You probably know that mindfulness has something to do with being present and being aware of your thoughts and surroundings. I am not going to specifically define mindfulness here, but I recommend checking out mindful.org for more information and resources if you want to learn more about mindfulness.
Practicing mindfulness doesn’t have to be confusing or sound like something that only wise yogis do in remote mountain caves. It’s something you and I can practice daily.
Here’s how to start a simple mindfulness practice:
- Find something that you do on autopilot (see examples below).
- When you do this activity again, devote as much attention as possible to this one thing.
- Be mindful of how you do this thing, what happens, what it looks, sounds, smells, and feels like.

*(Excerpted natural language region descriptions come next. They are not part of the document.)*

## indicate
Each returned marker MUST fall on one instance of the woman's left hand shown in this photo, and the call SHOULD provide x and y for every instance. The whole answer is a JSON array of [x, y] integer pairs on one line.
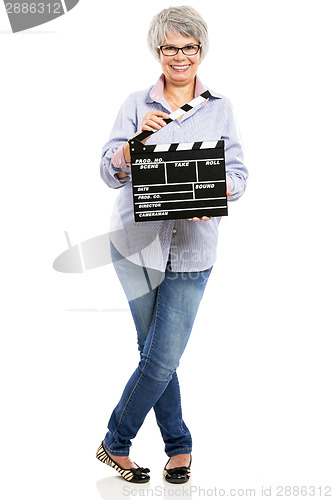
[[204, 217]]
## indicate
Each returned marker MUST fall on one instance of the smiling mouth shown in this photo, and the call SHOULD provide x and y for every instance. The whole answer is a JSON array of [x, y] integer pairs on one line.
[[179, 68]]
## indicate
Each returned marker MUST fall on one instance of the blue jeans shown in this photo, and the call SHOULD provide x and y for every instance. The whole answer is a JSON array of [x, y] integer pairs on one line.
[[164, 319]]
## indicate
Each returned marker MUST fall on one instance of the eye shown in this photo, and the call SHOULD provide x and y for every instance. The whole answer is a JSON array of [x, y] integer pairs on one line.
[[170, 49]]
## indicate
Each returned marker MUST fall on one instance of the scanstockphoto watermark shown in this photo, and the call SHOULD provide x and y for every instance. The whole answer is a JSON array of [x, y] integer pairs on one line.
[[280, 491], [26, 15], [187, 492]]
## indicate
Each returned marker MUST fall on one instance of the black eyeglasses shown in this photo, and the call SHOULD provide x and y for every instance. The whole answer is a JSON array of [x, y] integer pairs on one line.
[[188, 50]]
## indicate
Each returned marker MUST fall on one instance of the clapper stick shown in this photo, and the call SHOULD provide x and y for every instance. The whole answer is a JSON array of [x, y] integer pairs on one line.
[[179, 180], [176, 114]]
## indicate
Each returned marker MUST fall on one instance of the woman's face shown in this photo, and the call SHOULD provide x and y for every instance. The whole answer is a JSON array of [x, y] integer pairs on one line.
[[179, 69]]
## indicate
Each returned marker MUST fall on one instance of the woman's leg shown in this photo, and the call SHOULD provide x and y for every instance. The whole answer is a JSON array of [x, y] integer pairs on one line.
[[177, 300]]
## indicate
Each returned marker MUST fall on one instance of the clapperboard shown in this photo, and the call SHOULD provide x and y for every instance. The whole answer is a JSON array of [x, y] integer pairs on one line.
[[180, 180]]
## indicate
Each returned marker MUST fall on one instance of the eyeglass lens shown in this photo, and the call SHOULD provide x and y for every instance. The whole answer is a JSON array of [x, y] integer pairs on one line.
[[188, 50]]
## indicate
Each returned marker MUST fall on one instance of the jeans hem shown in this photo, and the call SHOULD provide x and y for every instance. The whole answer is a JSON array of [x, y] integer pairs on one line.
[[118, 453], [179, 452]]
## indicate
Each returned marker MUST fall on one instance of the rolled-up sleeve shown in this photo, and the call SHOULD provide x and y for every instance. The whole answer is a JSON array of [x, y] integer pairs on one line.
[[236, 171], [113, 161]]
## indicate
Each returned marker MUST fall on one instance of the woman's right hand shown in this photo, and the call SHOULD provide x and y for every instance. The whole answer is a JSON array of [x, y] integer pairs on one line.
[[153, 120]]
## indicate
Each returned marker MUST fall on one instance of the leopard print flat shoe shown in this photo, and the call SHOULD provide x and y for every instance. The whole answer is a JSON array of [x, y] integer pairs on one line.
[[132, 475]]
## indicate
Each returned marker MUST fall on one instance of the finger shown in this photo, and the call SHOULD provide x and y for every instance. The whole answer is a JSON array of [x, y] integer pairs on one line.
[[160, 113], [151, 123]]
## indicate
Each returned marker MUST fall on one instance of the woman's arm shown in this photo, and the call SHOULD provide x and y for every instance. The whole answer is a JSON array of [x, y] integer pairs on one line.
[[115, 168], [113, 161], [236, 171]]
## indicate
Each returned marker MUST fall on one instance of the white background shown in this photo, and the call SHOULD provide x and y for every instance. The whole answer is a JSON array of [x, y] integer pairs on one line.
[[256, 377]]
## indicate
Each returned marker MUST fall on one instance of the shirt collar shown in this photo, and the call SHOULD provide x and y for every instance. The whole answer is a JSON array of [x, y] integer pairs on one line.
[[156, 93]]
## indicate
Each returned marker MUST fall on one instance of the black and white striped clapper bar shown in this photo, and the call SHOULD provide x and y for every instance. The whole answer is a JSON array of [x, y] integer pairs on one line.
[[178, 181]]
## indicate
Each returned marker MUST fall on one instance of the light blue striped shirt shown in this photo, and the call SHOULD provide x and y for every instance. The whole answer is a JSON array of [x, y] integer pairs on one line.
[[191, 245]]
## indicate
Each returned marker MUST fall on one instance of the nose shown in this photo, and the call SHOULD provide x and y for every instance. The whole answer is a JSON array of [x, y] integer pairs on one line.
[[180, 56]]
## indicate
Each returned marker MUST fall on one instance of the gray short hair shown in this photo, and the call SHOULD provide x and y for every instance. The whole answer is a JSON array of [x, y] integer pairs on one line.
[[184, 20]]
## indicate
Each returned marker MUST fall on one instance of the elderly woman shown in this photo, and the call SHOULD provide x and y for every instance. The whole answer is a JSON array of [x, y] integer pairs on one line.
[[164, 266]]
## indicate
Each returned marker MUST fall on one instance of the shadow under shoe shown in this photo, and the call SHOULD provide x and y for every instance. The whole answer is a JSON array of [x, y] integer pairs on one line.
[[177, 474]]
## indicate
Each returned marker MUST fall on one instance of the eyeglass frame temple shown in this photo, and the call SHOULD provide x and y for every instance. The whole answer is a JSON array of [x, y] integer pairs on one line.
[[160, 47]]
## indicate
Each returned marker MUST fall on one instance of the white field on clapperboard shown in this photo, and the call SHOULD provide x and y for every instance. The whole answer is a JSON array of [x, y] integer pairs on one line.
[[256, 374]]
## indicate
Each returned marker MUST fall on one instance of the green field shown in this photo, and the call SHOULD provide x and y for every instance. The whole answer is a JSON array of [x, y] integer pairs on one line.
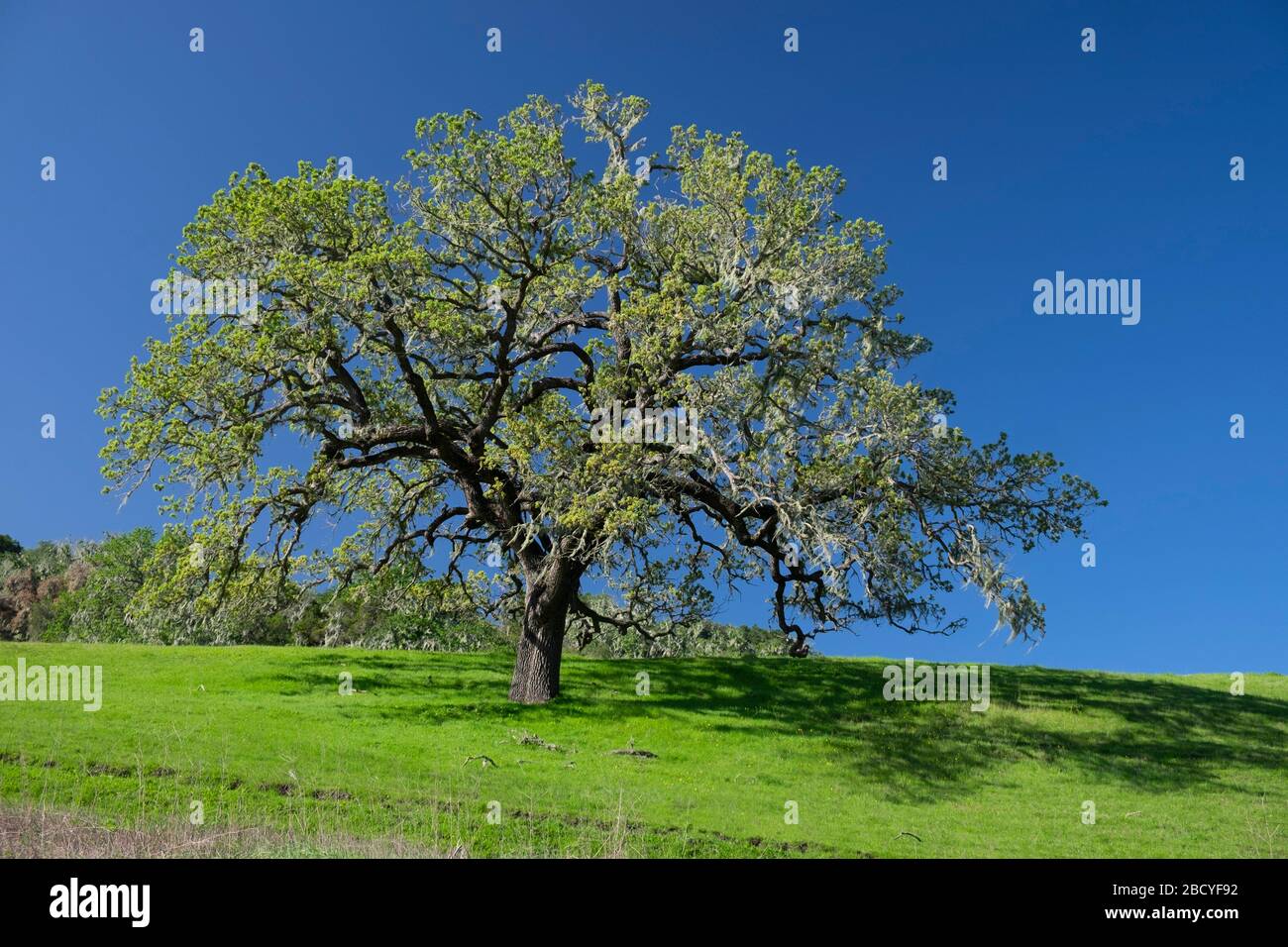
[[282, 763]]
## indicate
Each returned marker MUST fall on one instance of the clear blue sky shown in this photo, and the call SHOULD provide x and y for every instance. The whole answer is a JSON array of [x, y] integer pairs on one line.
[[1104, 165]]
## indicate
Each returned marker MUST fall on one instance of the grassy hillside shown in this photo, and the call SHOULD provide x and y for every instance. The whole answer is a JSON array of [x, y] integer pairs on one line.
[[281, 761]]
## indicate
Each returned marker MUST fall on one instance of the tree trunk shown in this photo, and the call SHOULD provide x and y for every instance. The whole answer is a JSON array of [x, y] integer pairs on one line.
[[545, 612]]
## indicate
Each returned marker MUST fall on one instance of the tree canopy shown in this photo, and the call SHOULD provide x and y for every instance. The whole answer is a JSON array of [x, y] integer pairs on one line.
[[443, 348]]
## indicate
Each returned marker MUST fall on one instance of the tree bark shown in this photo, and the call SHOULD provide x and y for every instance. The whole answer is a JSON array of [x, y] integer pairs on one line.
[[545, 615]]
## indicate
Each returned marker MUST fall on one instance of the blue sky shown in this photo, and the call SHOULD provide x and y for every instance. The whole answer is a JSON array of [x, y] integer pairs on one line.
[[1106, 165]]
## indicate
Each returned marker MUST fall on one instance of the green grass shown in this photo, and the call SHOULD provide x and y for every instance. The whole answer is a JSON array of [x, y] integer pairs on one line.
[[1176, 766]]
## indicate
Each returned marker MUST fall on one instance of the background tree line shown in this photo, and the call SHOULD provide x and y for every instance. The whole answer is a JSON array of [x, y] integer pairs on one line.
[[129, 587]]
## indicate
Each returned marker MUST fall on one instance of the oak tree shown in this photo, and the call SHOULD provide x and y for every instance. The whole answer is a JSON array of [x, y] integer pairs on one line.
[[425, 379]]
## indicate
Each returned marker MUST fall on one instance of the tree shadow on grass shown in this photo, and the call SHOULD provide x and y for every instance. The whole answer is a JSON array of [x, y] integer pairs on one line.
[[1154, 735]]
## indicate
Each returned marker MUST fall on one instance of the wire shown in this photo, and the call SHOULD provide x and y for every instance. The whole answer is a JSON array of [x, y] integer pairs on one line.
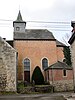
[[39, 21]]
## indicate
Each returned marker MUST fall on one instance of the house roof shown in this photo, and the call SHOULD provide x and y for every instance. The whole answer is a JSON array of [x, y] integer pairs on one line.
[[72, 38], [34, 34], [59, 44], [59, 65]]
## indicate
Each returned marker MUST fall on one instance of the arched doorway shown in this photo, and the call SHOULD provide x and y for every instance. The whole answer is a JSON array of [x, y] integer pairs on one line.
[[27, 70]]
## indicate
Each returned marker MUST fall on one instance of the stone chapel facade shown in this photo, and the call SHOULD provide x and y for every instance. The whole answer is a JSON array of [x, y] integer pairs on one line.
[[35, 47]]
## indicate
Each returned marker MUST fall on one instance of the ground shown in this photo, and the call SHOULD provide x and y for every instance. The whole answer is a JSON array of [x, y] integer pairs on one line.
[[48, 96]]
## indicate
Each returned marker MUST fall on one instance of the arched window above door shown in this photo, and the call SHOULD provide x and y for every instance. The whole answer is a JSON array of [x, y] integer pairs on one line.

- Continue for the duration of the activity.
- Repeat daily for this activity and others.
That’s it. Mindfulness is being aware of our thoughts and being present in the moment. The best way to do this is to pay attention to the physical aspects of whatever it is you’re doing.

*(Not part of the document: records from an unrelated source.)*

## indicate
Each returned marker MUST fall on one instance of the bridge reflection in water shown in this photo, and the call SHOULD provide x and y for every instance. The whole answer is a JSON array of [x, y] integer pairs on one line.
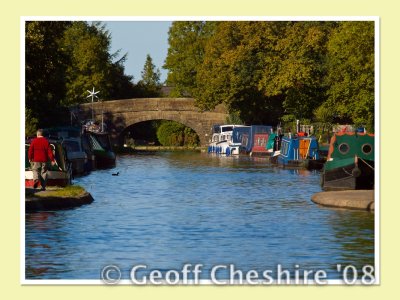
[[165, 210]]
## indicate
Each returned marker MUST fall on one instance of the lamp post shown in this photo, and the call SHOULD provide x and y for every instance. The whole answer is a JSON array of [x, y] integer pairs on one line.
[[92, 94]]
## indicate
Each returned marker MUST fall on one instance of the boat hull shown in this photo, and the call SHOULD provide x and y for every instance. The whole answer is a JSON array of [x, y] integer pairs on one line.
[[54, 178], [349, 177]]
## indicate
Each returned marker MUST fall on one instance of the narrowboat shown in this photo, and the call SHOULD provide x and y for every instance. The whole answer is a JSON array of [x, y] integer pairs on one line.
[[254, 142], [97, 140], [300, 152], [237, 138], [100, 145], [73, 145], [350, 163], [58, 175], [221, 139]]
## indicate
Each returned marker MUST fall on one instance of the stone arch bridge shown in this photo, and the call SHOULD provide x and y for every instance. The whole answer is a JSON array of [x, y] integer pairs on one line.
[[120, 114]]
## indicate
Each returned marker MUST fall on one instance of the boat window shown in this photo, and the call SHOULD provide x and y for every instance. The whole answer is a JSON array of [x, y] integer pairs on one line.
[[227, 128], [71, 146], [366, 148], [344, 148]]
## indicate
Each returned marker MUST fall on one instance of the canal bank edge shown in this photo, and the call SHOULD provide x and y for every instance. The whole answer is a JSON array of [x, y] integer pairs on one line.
[[45, 200], [349, 199]]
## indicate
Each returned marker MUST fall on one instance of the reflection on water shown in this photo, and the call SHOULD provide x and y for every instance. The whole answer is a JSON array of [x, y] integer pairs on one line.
[[165, 210]]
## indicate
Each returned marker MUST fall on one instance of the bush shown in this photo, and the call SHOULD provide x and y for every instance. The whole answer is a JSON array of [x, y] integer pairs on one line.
[[171, 133]]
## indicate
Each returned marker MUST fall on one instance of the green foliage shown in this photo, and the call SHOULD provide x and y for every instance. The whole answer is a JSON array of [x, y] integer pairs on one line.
[[31, 123], [351, 72], [234, 118], [269, 72], [63, 60], [185, 54], [171, 133], [150, 85]]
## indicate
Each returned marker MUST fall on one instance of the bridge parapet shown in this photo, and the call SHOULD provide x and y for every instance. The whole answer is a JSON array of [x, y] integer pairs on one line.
[[119, 114]]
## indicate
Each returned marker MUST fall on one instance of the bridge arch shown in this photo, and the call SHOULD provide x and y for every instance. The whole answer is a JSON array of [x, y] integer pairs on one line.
[[120, 114]]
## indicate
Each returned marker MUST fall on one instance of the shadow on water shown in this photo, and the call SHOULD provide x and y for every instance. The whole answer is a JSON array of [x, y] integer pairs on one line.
[[168, 209]]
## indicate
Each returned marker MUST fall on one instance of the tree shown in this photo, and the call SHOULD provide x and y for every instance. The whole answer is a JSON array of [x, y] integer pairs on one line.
[[45, 66], [350, 76], [295, 68], [185, 54], [62, 61], [232, 69], [87, 47], [150, 83]]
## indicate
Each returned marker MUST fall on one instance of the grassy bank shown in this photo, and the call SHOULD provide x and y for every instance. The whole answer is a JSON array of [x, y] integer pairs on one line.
[[134, 149], [68, 191]]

Here are some typical activities that I find myself doing on autopilot and how I’m working to be more mindful:
- Driving to/from work – find something new on the drive, like a cool old building. Take a different route to work. Even changing one or two streets can change the whole drive.
- Brushing my teeth – I usually do other things while brushing my teeth. I don’t pay attention to make sure I brush every tooth or notice anything weird. I’m trying to focus more on how my mouth feels – the sensation of the minty flavor or the feeling of the brush rubbing my teeth, gums and tongue.

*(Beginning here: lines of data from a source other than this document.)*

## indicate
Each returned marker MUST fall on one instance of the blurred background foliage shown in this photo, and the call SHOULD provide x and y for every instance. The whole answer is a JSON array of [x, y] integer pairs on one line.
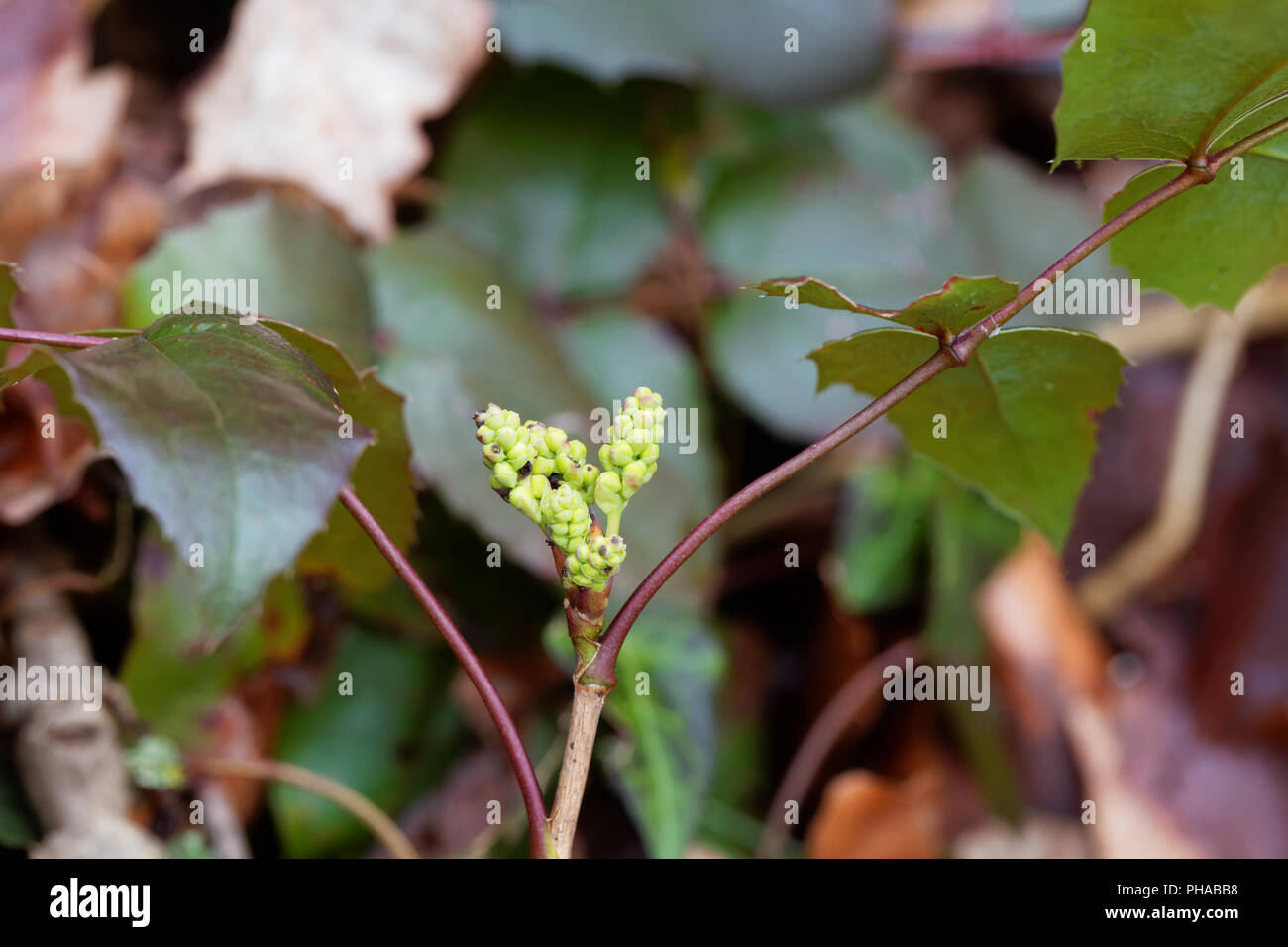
[[761, 163]]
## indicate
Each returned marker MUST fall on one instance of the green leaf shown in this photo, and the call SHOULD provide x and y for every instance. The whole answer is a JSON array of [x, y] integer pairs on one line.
[[376, 741], [304, 270], [1212, 243], [381, 478], [662, 761], [230, 436], [155, 762], [450, 355], [961, 303], [831, 195], [1017, 415], [967, 540], [171, 681], [737, 46], [542, 174], [881, 534], [18, 823], [1167, 77], [686, 487]]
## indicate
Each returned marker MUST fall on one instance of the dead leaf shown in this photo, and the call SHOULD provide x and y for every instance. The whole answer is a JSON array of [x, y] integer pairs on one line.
[[330, 94], [871, 815], [38, 472], [56, 118], [1033, 621]]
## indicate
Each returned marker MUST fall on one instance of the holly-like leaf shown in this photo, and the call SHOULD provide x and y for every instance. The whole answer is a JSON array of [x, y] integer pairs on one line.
[[880, 536], [451, 355], [1159, 78], [291, 262], [381, 478], [829, 195], [687, 483], [171, 684], [1014, 420], [8, 290], [230, 436], [961, 303], [664, 758], [1214, 243]]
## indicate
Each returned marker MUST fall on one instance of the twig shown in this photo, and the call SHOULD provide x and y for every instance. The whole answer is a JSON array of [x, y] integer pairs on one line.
[[352, 801], [845, 706], [1180, 509], [85, 582], [528, 784], [588, 703]]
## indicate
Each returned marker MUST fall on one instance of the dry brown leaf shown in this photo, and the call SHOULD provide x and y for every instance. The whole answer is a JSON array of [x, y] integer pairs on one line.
[[38, 472], [304, 86], [1041, 836], [56, 119], [871, 815], [1033, 621]]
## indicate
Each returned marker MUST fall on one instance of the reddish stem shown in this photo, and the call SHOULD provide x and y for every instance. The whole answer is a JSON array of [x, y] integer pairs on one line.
[[527, 776], [949, 356], [33, 338]]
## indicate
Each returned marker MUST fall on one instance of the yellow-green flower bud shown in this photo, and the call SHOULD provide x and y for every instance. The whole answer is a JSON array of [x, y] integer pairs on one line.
[[523, 500], [503, 475]]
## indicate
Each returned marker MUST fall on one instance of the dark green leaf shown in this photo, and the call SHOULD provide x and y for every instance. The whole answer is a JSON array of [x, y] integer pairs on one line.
[[171, 681], [1167, 77], [1018, 415], [961, 303], [542, 174], [230, 436], [361, 740], [737, 46], [1210, 244], [967, 540], [687, 483], [881, 535], [664, 759], [304, 270]]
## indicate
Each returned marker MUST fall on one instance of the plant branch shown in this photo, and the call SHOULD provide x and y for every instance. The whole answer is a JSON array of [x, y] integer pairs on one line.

- Getting dressed – pay attention to how the clothes feel against your skin. Are they cold or hot? Do they feel smooth or itchy? Is anything tight or too loose? Feel the muscles contract and relax as you put on different clothing items. Be grateful that you can move your body in a way that allows you to dress yourself (or be grateful for the person who helps if you can’t dress yourself!).
- Washing the dishes – notice how the water flows across the different textures and shapes of dishes. Where do the water drops end up when they splash? Which parts of your hands and arms are more sensitive to the hot water? Notice the texture of sponge (or wand, rag, whatever) and how it feels against your skin. Notice the difference between how it feels dry and wet.
These are just a few examples. I’m sure you can find many more. Don’t worry about the amount of time or the quality of your mindfulness. Even a minute or two of practice with a few distractions is beneficial.
Doing this will rekindle a sense of wonder in the simple things and let you see the simple beauty in these daily tasks. Mindfulness in these simple things will make you more aware of the world around you, bringing more fulfillment from life. You’ll feel more awake and involved, instead of taking the backseat in your life.